Logarithms have some unique and useful properties that make solving equations easier, especially when dealing with expressions involving differences or sums of logarithmic terms. One such property is that the difference of two logarithmic expressions with the same base can be rewritten as a single logarithm. This is because:

• For any two positive numbers, say \( A \) and \( B \), and a positive base \( b \) (not equal to 1), the property \( \log_{b}(A) - \log_{b}(B) = \log_{b} \left( \frac{A}{B} \right) \) holds true.

In practice, this means you can combine multiple logarithms into a single term, often simplifying calculations significantly. In our original exercise, using this property changed the equation from two separate log terms to a single one: \( \log_{2} \left( \frac{y+2}{y-2} \right) = 1 \). This simplification set the stage for further solving, ultimately making it more manageable to work through.

The idea of converting logarithmic equations into their exponential form can transform an equation into something more familiar and easier to solve. This stems from the fundamental relationship between logarithms and exponents:

• The equation \( \log_{b}(x) = c \) is equivalent to \( x = b^c \).

By rewriting the logarithmic equation in this way, we convert a log expression into a straightforward exponential equation. In our problem, we transformed \( \log_{2} \left( \frac{y+2}{y-2} \right) = 1 \) into \( \frac{y+2}{y-2} = 2^1 \), simplifying it to \( \frac{y+2}{y-2} = 2 \). This type of conversion is particularly helpful because it often reduces the complexity of solving logarithmic equations, allowing us to apply our standard algebraic skills more effectively.

Verifying solutions is a vital step in solving mathematical problems as it ensures the accuracy of our results. After solving for \( y \) in our exercise, we found \( y = 6 \). But how do we know this is truly correct? We check by substituting it back into the original equation to see if it holds:

• The equation is \( \log_{2}(y+2) - \log_{2}(y-2) = 1 \).
• Substituting \( y = 6 \), this becomes \( \log_{2}(8) - \log_{2}(4) \).
• The result simplifies to \( \log_{2}(2) \), which indeed equals 1.

This alignment confirms that \( y = 6 \) is a valid solution. Checking solutions not only verifies correctness but also helps understand the behavior and constraints of our solutions within the original context of the problem.

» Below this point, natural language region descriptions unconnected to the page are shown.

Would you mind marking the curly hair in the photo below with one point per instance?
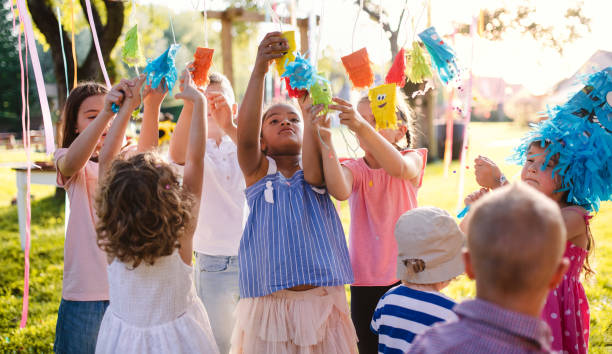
(142, 209)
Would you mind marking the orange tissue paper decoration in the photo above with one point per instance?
(358, 67)
(397, 73)
(201, 63)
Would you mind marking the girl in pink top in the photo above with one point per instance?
(85, 119)
(380, 187)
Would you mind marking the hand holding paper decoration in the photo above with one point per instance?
(418, 68)
(442, 56)
(358, 67)
(163, 68)
(132, 53)
(383, 102)
(397, 72)
(289, 56)
(320, 93)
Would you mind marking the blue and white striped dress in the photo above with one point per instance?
(293, 236)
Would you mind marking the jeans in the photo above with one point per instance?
(216, 281)
(78, 323)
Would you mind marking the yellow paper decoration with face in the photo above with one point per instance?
(289, 56)
(382, 101)
(320, 92)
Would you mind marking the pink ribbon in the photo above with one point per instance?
(25, 126)
(24, 18)
(96, 42)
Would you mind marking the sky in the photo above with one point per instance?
(517, 59)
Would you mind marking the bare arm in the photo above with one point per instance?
(85, 143)
(250, 157)
(114, 138)
(194, 161)
(338, 179)
(386, 154)
(311, 152)
(149, 130)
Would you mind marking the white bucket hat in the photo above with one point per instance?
(429, 245)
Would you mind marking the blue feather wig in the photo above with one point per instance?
(163, 67)
(580, 133)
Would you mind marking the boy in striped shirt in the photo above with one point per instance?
(429, 256)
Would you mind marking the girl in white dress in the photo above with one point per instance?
(146, 225)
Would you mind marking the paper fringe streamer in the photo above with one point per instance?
(442, 56)
(397, 72)
(132, 52)
(579, 133)
(302, 75)
(383, 104)
(357, 65)
(289, 56)
(295, 93)
(418, 67)
(321, 93)
(163, 67)
(202, 60)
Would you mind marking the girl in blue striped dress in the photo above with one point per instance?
(293, 257)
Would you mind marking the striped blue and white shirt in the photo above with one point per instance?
(293, 236)
(402, 313)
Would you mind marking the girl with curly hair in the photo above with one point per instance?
(146, 225)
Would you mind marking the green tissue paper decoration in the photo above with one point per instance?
(418, 68)
(320, 92)
(132, 53)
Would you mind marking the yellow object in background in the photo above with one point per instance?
(166, 128)
(383, 102)
(289, 56)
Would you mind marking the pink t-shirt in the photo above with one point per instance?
(85, 277)
(377, 201)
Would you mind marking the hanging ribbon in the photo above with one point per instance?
(24, 18)
(74, 61)
(467, 118)
(94, 34)
(25, 128)
(59, 23)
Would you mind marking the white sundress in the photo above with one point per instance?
(154, 309)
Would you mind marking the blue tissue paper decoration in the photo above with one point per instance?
(163, 68)
(301, 73)
(442, 56)
(580, 132)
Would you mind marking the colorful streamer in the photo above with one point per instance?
(24, 18)
(94, 34)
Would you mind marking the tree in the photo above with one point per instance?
(109, 30)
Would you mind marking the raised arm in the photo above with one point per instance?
(114, 138)
(338, 179)
(311, 152)
(149, 130)
(85, 143)
(391, 160)
(250, 156)
(194, 161)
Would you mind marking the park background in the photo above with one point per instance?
(527, 54)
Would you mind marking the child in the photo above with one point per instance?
(380, 187)
(429, 245)
(293, 257)
(85, 118)
(146, 224)
(569, 159)
(223, 208)
(515, 253)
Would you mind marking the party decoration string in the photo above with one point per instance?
(59, 23)
(94, 33)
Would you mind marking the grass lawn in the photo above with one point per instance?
(493, 140)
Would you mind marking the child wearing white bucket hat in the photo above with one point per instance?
(429, 246)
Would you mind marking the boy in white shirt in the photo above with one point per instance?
(223, 208)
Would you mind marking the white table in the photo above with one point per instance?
(45, 175)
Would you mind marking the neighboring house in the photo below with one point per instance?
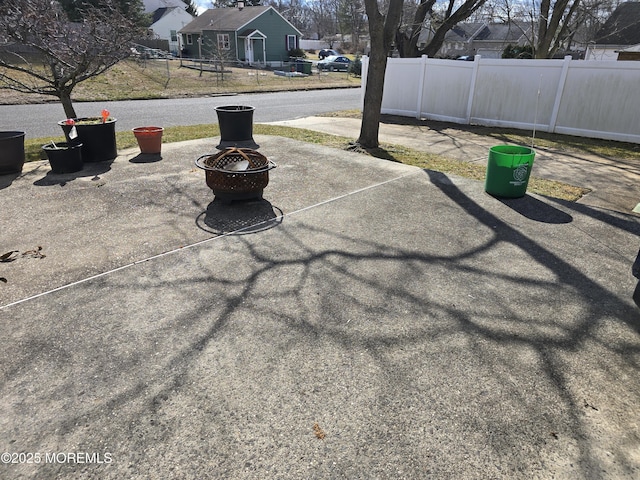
(251, 35)
(167, 18)
(486, 39)
(621, 32)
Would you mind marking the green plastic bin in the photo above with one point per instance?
(508, 170)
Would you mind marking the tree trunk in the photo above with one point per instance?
(381, 31)
(370, 127)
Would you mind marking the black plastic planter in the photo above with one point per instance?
(64, 158)
(236, 127)
(98, 139)
(11, 152)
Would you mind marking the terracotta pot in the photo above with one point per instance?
(149, 139)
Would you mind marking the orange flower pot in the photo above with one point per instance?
(149, 139)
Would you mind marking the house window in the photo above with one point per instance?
(223, 41)
(291, 42)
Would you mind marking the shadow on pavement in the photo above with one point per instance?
(534, 209)
(239, 218)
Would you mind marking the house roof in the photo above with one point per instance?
(622, 27)
(227, 19)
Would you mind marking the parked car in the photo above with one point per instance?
(335, 63)
(327, 52)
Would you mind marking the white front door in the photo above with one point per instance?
(248, 50)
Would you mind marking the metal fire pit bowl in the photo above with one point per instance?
(236, 173)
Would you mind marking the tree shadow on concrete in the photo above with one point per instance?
(407, 353)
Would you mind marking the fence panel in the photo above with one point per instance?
(592, 99)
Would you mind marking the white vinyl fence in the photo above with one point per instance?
(598, 99)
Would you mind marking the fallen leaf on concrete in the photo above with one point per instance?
(318, 431)
(7, 257)
(35, 253)
(588, 405)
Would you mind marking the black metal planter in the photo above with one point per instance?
(11, 152)
(236, 127)
(64, 158)
(98, 139)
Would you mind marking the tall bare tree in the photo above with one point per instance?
(554, 21)
(382, 28)
(443, 20)
(61, 53)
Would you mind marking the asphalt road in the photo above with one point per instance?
(41, 120)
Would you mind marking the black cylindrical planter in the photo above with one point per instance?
(64, 158)
(11, 152)
(98, 139)
(236, 127)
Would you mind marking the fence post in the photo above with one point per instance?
(421, 82)
(559, 92)
(472, 87)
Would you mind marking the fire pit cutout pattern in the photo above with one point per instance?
(236, 173)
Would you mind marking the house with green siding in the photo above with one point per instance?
(254, 35)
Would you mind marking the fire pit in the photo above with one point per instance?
(236, 173)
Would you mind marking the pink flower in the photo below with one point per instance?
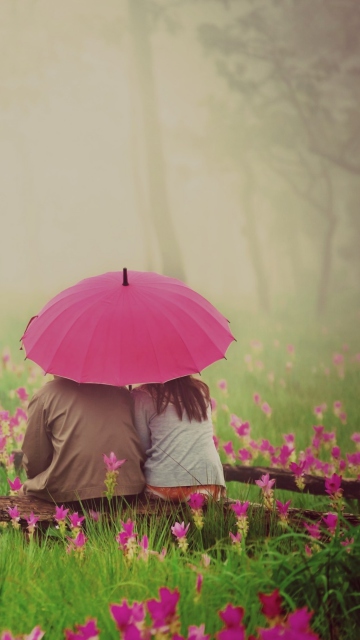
(88, 631)
(15, 485)
(242, 429)
(199, 581)
(330, 521)
(313, 530)
(22, 394)
(332, 485)
(222, 385)
(229, 449)
(127, 617)
(271, 604)
(196, 501)
(283, 507)
(297, 469)
(240, 509)
(79, 541)
(232, 618)
(32, 520)
(76, 520)
(336, 452)
(319, 430)
(265, 407)
(35, 634)
(265, 483)
(179, 530)
(14, 513)
(163, 611)
(257, 398)
(60, 513)
(244, 455)
(235, 539)
(197, 633)
(111, 462)
(343, 417)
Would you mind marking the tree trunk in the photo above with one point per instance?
(159, 205)
(326, 262)
(253, 239)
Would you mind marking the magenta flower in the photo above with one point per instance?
(199, 581)
(330, 521)
(232, 618)
(335, 452)
(32, 520)
(265, 407)
(179, 530)
(88, 631)
(196, 501)
(235, 538)
(283, 507)
(127, 618)
(297, 469)
(216, 441)
(244, 455)
(60, 513)
(163, 611)
(271, 604)
(22, 394)
(222, 385)
(265, 483)
(229, 449)
(76, 520)
(242, 429)
(79, 541)
(240, 509)
(111, 462)
(332, 485)
(15, 485)
(35, 634)
(14, 513)
(319, 430)
(313, 530)
(197, 633)
(257, 398)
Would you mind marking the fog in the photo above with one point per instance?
(221, 147)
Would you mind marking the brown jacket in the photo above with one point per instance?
(70, 427)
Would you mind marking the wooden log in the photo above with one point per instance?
(314, 485)
(45, 510)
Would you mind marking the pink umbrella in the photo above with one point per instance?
(113, 330)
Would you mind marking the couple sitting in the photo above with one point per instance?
(164, 431)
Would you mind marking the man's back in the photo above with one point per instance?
(70, 427)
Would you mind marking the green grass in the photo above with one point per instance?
(42, 584)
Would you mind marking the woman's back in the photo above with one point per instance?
(179, 452)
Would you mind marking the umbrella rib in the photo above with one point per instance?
(83, 311)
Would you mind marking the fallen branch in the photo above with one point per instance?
(45, 510)
(314, 485)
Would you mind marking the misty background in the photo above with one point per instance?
(217, 141)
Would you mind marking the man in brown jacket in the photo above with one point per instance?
(70, 427)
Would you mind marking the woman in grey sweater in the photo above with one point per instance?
(174, 424)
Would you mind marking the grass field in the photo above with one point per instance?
(299, 369)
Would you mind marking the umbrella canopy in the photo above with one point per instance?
(124, 328)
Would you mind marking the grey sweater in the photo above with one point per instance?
(179, 453)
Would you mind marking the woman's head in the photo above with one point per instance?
(186, 394)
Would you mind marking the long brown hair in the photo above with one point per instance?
(186, 394)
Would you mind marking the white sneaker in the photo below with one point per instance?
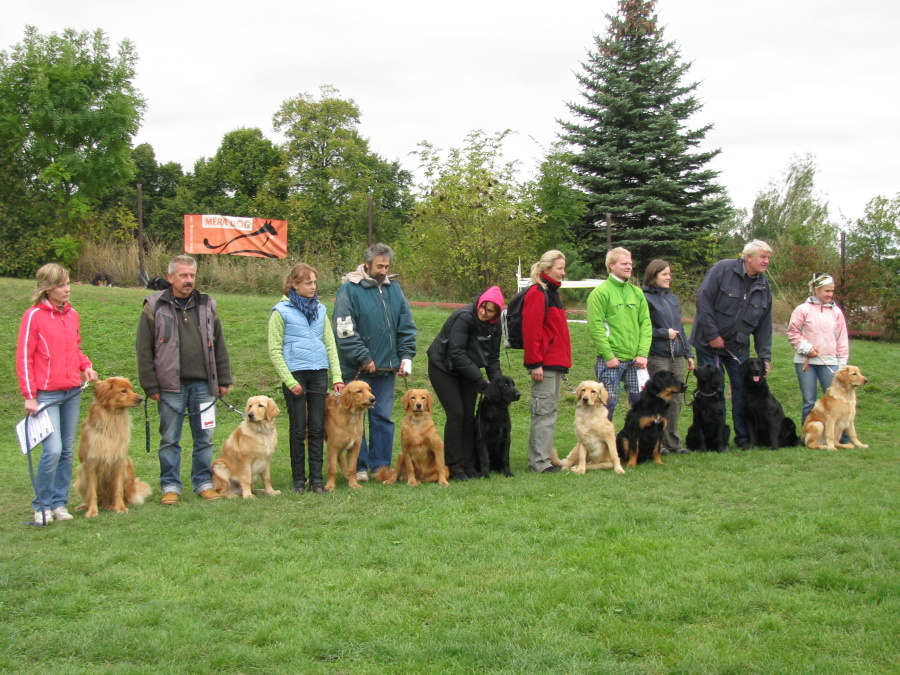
(39, 517)
(61, 513)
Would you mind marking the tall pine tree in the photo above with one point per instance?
(633, 154)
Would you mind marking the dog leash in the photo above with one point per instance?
(65, 398)
(396, 371)
(181, 413)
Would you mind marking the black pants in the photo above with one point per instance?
(307, 417)
(457, 396)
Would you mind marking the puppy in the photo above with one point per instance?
(247, 454)
(639, 439)
(596, 446)
(344, 417)
(708, 431)
(493, 427)
(421, 448)
(106, 476)
(835, 413)
(767, 425)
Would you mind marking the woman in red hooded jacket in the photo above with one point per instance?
(468, 342)
(548, 354)
(49, 364)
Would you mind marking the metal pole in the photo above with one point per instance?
(144, 278)
(371, 219)
(608, 231)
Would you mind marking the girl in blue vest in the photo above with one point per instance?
(302, 349)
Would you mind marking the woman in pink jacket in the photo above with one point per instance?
(49, 364)
(818, 331)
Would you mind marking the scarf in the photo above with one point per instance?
(309, 307)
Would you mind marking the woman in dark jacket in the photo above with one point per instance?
(669, 348)
(468, 342)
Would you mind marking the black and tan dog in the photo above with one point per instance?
(767, 425)
(639, 439)
(493, 427)
(708, 431)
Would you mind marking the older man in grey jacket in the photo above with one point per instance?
(734, 303)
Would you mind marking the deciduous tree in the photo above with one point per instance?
(473, 221)
(68, 111)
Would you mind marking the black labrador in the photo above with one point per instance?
(708, 431)
(493, 427)
(639, 439)
(767, 425)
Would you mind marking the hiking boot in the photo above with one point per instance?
(41, 516)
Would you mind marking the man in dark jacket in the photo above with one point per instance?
(376, 339)
(734, 303)
(182, 364)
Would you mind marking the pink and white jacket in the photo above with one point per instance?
(49, 356)
(823, 327)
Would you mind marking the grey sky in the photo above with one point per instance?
(778, 77)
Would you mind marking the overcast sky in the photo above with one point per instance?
(777, 77)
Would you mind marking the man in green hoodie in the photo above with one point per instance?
(620, 328)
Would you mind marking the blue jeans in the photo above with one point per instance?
(626, 373)
(807, 379)
(727, 364)
(194, 397)
(54, 473)
(381, 426)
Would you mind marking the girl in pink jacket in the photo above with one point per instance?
(49, 365)
(818, 331)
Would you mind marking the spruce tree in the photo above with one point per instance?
(632, 151)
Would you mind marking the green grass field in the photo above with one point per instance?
(746, 562)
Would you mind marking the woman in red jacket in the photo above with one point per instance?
(548, 354)
(49, 363)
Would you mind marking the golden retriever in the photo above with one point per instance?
(421, 448)
(344, 418)
(596, 446)
(106, 476)
(835, 413)
(247, 454)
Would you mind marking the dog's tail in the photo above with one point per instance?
(556, 461)
(139, 492)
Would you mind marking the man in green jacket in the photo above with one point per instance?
(376, 339)
(620, 328)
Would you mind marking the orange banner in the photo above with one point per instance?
(254, 237)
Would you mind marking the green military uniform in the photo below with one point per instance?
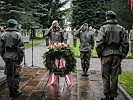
(74, 38)
(86, 45)
(46, 37)
(131, 40)
(55, 35)
(65, 37)
(111, 46)
(12, 53)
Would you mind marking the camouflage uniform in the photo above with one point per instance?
(55, 35)
(74, 38)
(131, 40)
(65, 37)
(12, 53)
(86, 45)
(111, 46)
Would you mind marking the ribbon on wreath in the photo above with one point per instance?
(53, 77)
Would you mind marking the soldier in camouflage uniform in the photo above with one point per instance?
(55, 33)
(111, 46)
(74, 37)
(65, 36)
(131, 40)
(12, 53)
(86, 45)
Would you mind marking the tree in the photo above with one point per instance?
(53, 12)
(88, 11)
(122, 9)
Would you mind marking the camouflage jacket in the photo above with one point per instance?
(112, 40)
(55, 35)
(86, 40)
(12, 45)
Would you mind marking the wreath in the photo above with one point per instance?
(59, 51)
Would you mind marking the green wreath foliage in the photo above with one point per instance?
(58, 52)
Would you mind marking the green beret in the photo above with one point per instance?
(85, 24)
(110, 13)
(12, 21)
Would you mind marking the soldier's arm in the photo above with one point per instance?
(47, 33)
(100, 42)
(124, 43)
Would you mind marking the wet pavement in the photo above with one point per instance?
(33, 82)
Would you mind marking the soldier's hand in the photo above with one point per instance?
(81, 27)
(51, 26)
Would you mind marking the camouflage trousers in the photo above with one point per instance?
(12, 69)
(132, 48)
(85, 59)
(111, 67)
(47, 41)
(65, 41)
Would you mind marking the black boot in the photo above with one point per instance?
(111, 98)
(105, 98)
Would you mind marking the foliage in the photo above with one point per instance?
(126, 80)
(88, 11)
(60, 51)
(124, 14)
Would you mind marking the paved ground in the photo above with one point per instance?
(33, 81)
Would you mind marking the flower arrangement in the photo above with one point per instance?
(59, 51)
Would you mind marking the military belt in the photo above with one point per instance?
(112, 47)
(10, 49)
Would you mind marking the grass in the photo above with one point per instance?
(126, 80)
(35, 42)
(94, 53)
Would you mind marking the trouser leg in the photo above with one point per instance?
(82, 61)
(132, 48)
(106, 70)
(87, 61)
(114, 75)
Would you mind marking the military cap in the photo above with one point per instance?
(12, 21)
(110, 13)
(85, 24)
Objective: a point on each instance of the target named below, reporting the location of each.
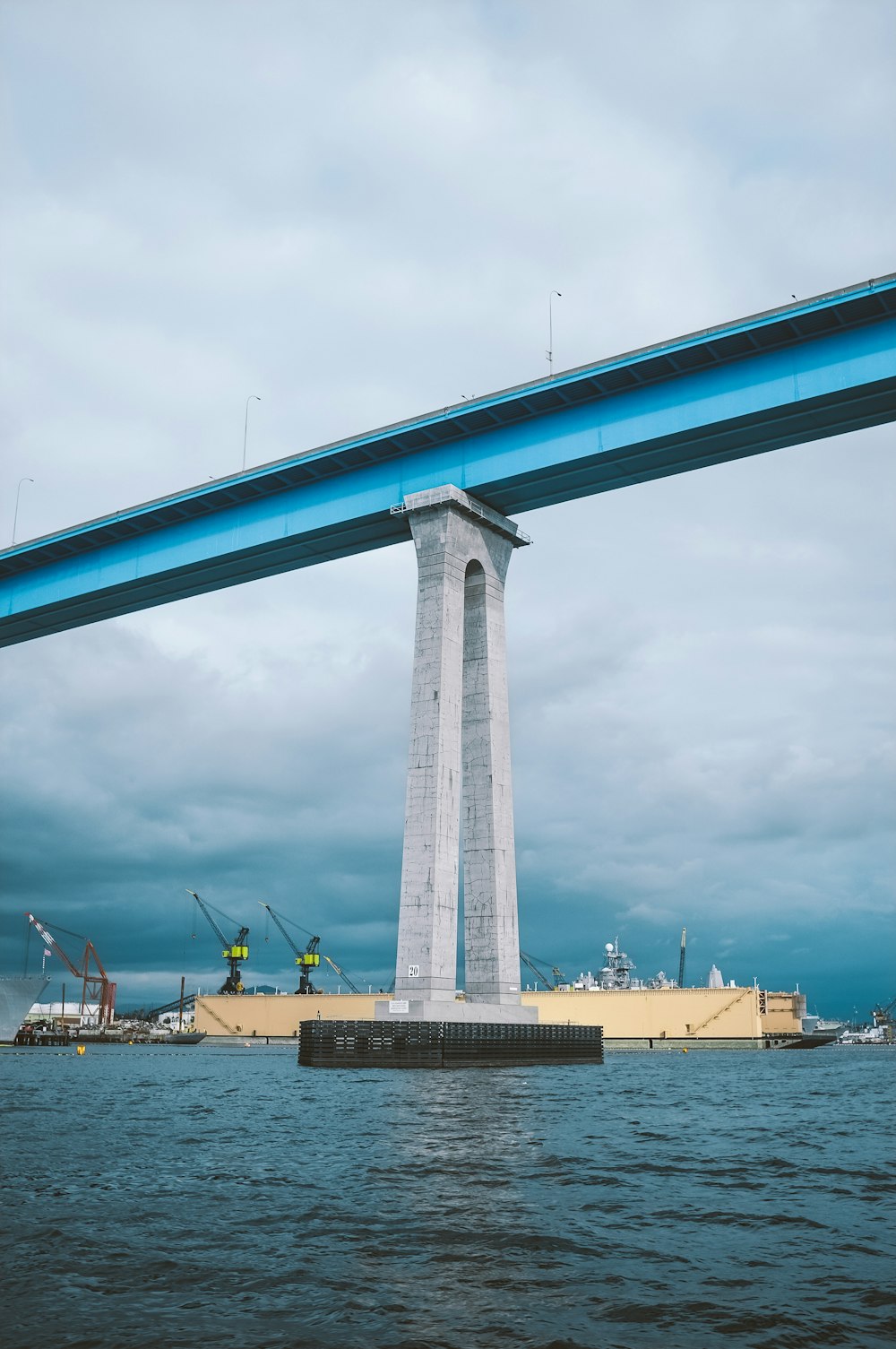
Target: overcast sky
(357, 211)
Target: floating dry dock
(632, 1019)
(444, 1044)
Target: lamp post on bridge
(15, 518)
(246, 424)
(551, 328)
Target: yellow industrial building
(632, 1019)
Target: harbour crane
(341, 974)
(306, 959)
(96, 985)
(557, 977)
(232, 953)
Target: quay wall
(642, 1017)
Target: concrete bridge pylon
(459, 785)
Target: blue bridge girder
(813, 368)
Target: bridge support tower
(459, 771)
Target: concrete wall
(632, 1014)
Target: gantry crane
(95, 986)
(306, 959)
(341, 974)
(232, 953)
(556, 975)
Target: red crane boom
(96, 985)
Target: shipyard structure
(632, 1019)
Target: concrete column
(459, 737)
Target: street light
(246, 424)
(15, 518)
(551, 328)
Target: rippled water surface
(221, 1196)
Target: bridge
(795, 374)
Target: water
(226, 1197)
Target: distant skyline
(355, 213)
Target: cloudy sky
(357, 211)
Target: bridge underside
(805, 373)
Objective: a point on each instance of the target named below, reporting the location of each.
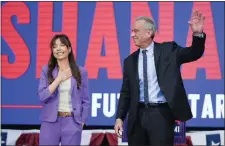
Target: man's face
(140, 34)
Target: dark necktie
(145, 76)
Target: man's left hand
(197, 22)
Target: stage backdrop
(100, 35)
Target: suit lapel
(157, 51)
(135, 65)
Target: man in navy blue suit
(152, 92)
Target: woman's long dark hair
(52, 63)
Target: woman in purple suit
(63, 92)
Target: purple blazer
(79, 97)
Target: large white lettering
(211, 106)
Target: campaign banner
(100, 34)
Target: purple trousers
(64, 130)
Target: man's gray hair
(150, 24)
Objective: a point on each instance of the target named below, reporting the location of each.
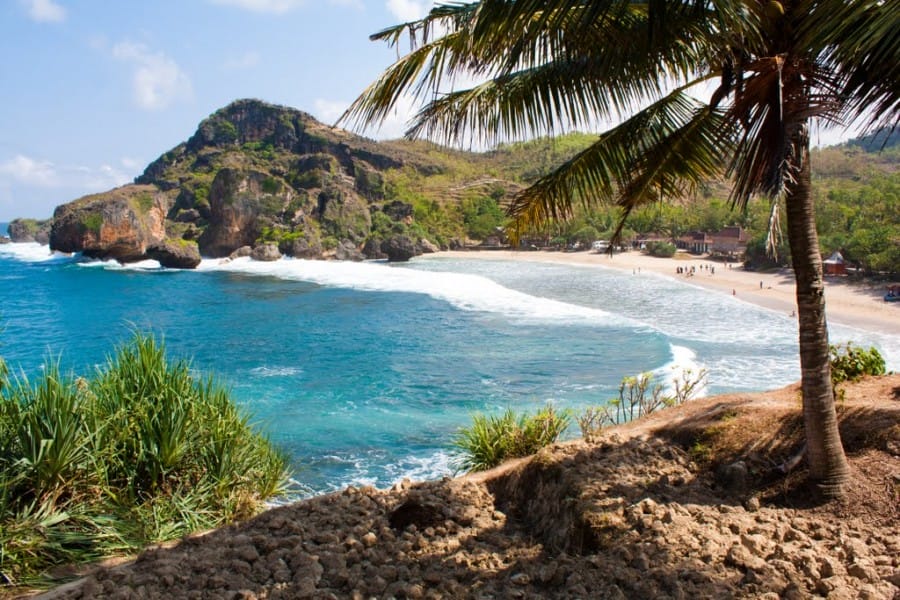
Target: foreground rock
(638, 513)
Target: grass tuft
(492, 439)
(140, 453)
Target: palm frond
(668, 147)
(859, 41)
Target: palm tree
(769, 69)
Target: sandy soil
(853, 304)
(688, 503)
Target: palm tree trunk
(828, 466)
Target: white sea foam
(114, 265)
(464, 291)
(32, 252)
(267, 371)
(683, 367)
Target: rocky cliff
(259, 176)
(29, 230)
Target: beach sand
(847, 303)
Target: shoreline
(848, 304)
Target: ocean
(364, 372)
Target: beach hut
(834, 265)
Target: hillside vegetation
(255, 174)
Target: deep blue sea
(364, 371)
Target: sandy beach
(852, 304)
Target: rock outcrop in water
(264, 176)
(29, 230)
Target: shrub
(140, 453)
(638, 397)
(661, 249)
(850, 362)
(492, 439)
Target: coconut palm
(767, 69)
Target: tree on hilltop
(774, 67)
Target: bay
(363, 372)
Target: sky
(92, 91)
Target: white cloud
(408, 10)
(44, 11)
(329, 111)
(28, 171)
(158, 80)
(247, 61)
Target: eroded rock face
(175, 254)
(399, 248)
(347, 250)
(266, 252)
(30, 230)
(120, 224)
(241, 204)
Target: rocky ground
(685, 504)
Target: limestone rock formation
(178, 254)
(265, 252)
(257, 174)
(399, 248)
(347, 250)
(120, 224)
(29, 230)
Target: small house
(834, 265)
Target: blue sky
(93, 90)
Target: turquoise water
(363, 372)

Solving equations often involves isolating variables, a critical step in determining the value of unknowns. In our exercise, we had a fraction \( \frac{y+2}{y-2} = 2 \). To solve for \( y \), we needed to clear the fraction, simplifying the equation to a linear form:

• We first eliminated the fraction by multiplying both sides by \( y-2 \), resulting in \( y+2 = 2(y-2) \).
• Distributing and rearranging terms allowed us to gather \( y \) terms on one side: \( y + 2 = 2y - 4 \).
• Finally, isolating \( y \) yielded \( y = 6 \).

This process of isolating variables is invaluable because it turns complex expressions into solvable equations, using properties of equality and basic arithmetic to find our desired unknowns.